Malam berganti dengan cepat. Kini pagi telah menyapa dunia dengan tenang. Zio tampak serius melihat tampilan layar ponselnya. Dia hendak menghubungi rumah makan yang memberikan jasa delivery. Lelaki ini hendak memesan makanan untuk dia dan Restya. Namun, ia bingung ingin memesan apa.
Restya yang baru saja melangkah dari dapur, mengerutkan dahi begitu melihat Zio tampak sibuk dengan ponsel. Zio menoleh begitu mendengar derap langkah kaki. Ditambah bau sup yang menguar. Begitu harum baunya khas rempah-rempah.
Zio menatap Restya tak percaya. Perempuan itu membawa semangkuk sayur berisi sup ke meja makan di hadapannya. Ia tak menyangka Restya akan memasak sarapan karena perempuan itu masih sakit.
“Pagi, Dokter Zio,” sapa Restya santai seraya menata mangkuk sup di meja makan.
“Res, kamu masak?” tanya Zio dengan nada rendah.
Restya mengangguk. “Kenapa? Dokter mau bilang kalau putri bangsawan seperti saya ternyata bisa masak,” ujar Restya dengan nada ketus.
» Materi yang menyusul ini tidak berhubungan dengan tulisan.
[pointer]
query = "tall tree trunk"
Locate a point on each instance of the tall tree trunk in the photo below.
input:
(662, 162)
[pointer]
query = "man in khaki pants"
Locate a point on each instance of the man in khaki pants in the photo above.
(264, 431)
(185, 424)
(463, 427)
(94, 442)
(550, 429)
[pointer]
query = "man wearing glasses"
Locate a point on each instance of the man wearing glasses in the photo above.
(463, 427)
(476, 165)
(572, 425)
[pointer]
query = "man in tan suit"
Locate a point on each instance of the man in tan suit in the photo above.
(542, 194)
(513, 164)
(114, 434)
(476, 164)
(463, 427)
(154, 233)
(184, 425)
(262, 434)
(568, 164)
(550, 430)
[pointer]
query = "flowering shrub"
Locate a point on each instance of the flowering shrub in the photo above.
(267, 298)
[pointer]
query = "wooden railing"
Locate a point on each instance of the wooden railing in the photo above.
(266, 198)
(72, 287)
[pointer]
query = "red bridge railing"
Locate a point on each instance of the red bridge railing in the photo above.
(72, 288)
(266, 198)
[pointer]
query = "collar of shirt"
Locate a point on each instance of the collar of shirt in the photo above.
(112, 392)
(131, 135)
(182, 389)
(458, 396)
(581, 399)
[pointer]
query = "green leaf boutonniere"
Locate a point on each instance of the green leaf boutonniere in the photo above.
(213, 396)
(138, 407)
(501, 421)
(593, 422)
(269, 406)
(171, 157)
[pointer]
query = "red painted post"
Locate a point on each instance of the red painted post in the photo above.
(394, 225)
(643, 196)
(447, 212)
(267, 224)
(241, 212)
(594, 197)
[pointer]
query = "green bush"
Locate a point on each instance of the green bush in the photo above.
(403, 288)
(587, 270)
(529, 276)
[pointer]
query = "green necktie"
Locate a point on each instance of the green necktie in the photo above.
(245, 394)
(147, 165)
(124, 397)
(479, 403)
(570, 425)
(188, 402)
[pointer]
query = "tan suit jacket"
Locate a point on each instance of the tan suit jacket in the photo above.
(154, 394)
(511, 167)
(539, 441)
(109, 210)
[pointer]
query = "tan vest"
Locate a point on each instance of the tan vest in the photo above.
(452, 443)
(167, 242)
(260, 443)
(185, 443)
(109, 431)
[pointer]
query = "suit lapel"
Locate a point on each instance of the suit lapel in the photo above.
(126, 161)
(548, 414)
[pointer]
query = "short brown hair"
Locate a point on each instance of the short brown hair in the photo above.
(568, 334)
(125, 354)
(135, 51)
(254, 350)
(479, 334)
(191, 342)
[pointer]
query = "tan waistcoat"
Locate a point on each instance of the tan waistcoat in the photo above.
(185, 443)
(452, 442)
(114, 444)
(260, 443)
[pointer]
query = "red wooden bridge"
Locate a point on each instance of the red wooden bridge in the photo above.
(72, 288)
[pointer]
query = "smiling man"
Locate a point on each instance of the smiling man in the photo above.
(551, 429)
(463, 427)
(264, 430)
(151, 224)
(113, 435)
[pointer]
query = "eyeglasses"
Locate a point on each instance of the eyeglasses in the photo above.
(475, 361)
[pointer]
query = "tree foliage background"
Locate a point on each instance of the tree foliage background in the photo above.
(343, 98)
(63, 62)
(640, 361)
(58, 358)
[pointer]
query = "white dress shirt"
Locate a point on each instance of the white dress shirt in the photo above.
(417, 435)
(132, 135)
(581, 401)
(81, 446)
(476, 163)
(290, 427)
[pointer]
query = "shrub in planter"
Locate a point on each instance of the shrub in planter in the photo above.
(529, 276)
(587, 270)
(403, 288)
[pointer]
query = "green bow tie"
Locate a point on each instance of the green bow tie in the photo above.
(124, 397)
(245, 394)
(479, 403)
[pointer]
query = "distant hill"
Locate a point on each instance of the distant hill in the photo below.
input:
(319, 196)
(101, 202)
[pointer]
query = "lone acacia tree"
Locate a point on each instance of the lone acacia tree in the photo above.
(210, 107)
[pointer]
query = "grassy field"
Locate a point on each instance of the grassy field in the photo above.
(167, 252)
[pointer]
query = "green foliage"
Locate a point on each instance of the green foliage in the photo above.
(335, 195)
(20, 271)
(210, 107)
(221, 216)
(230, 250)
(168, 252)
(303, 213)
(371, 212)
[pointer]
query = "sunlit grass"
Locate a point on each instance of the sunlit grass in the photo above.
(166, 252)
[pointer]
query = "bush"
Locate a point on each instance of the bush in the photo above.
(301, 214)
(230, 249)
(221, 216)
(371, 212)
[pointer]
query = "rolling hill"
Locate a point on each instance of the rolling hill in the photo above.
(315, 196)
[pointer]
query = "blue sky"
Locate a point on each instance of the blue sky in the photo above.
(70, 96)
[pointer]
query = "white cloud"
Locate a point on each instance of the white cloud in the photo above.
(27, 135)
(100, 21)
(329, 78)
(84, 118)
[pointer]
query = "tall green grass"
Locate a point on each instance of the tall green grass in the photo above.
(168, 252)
Zio mendongak untuk menatap raut wajah Restya. Ia terkekeh geli. “Dokter tahu aja. Saya baru tahu Dokter Restya bisa masak,” celetuk Zio asal. Lelaki ini tak bermaksud mencela Restya selagi ini. Dia hanya menggoda Restya.
Restya tersenyum masam seraya melipat kedua tangannya di depan dada. Ia hendak menjawab ucapan Zio. Namun bibirnya yang baru saja terbuka, terpaksa tertutup kembali karena Zio kembali bersuara.
“Saya tidak bermaksud menghina Dokter. Saya cemas, Dokter Restya masih sakit kenapa memasak? Lebih baik tidur saja. Eh, Dokter malah berpikiran negatif terhadap saya. Sekali-kali positif, kenapa?” Zio menjelaskan dengan nada lembut.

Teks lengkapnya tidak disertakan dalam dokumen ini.